For it to work, new infrastructure must be in place to boost the production and export of oil and natural gas, and assurances are needed to ensure that the route is ice-free and secure from potential threats.
To clear the way, Russia has gone all-in on expanding its fleet of icebreakers with five nuclear-powered ships.
The Arktika, the first of the massive new rigs commissioned by Atomflot, began sea trials in December and is expected to enter service in the summer of 2020. Two others will be ready by 2024 and 2026, respectively, and a $1.5 billion contract for a further two was inked in August.
To feed it, Russia plans to develop new oil and natural-gas fields in the Far North.
Novatek, which became one of Russia’s biggest producers of liquefied natural gas (LNG) two years ago when it brought its plant in the Yamalo-Nenets Autonomous District on line, is now working on opening a new $21 billion plant in the region known as LNG-2.
However, Novatek has been refused funding from the state, which wants to rely on tax breaks to spur 15 trillion rubles ($242 billion) in private investment in the Arctic and Far East.
New sources of oil are also a concern.
Energy Minister Aleksandr Novak warned in September that Russia was only three years from peak oil, the point at which extraction is at its highest, threatening to send production into decline unless vast Arctic resources are tapped.
To help fuel offshore oil rigs in the Far Eastern region of Chukotka, across from Alaska, Russia has launched the Akademik Lomonosov, its first floating nuclear-power station.
While Greenpeace has dubbed it a “nuclear Titanic,” the barge was hailed by Rosatom as “a stronghold for the development of western Chukotka and a key link in the Northern Sea Route” when it powered up in December.
Finally, to protect it all, Russia has embarked on a huge military push.
In September, Russia deployed S-400 missile systems on Novaya Zemlya as part of a broader effort to place the Arctic under an air defense “dome.”
Six new military bases have been established in Russia’s Far North, and the military has launched its own armed nuclear icebreakers.
Bad Even Amid Good
Even when there was cause for celebration when it came to the environment in Russia, there were reasons to worry.
By bringing the Akademik Lomonosov online, for example, Rosatom was able to shut down the obsolete Bilibino nuclear power plant, as well as an aging coal-fired plant.
But the addition of new ship-based reactors contributed to making the Arctic easily the most nuclearized ocean in the world, raising fears of accidents that could destroy the region’s delicate biodiversity.
And the discovery of new islands in the Novaya Zemlya archipelago in October seemed like a hollow victory, considering they were exposed as a result of global warming.
“Previously these were glaciers, but the melting of ice led to the islands emerging,” Vice Admiral Aleksandr Moiseyev, who led an expedition there, said on October 22.

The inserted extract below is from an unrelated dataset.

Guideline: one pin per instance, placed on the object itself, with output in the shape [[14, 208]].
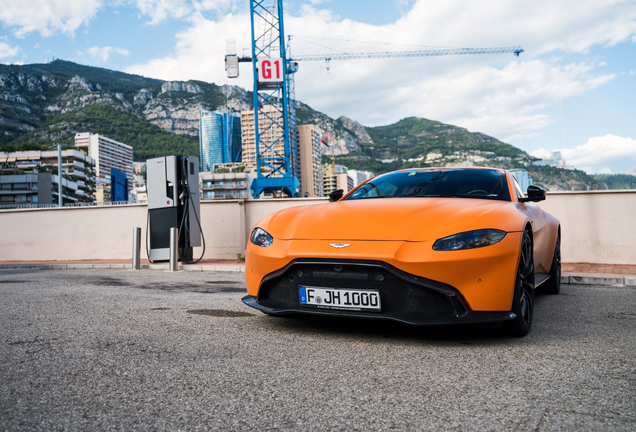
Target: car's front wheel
[[523, 299]]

Speaking to RFE/RL’s Russian Service, Grigory Kuksin, head of Greenpeace Russia’s fire-protection program, described Russia as the “most important territory from the point of view of preserving the climate on the planet.”
But as Russia prepares to have a greater voice when it takes over the two-year chairmanship of the intergovernmental Arctic Council in 2021, the resolutions coming out of Moscow might set off alarm bells.
Speaking of climate change at an Arctic forum in 2017, Putin said that the goal is “not to stop it…because that’s impossible, since it could be tied to some global cycles on Earth or even on a planetary scale” as opposed to human activity.
“The [goal] is to somehow adapt to it,” he said.
Putin made similar remarks at his press conference this month, asserting that it is “very difficult, if even possible at all, to quantify mankind’s influence on global climate change.”
But he acknowledged that climate change is causing “an increase in the number of various natural disasters: fires, floods, and so on,” adding that this “affects us directly” and vowing to “take measures to minimize the consequences of these changes.”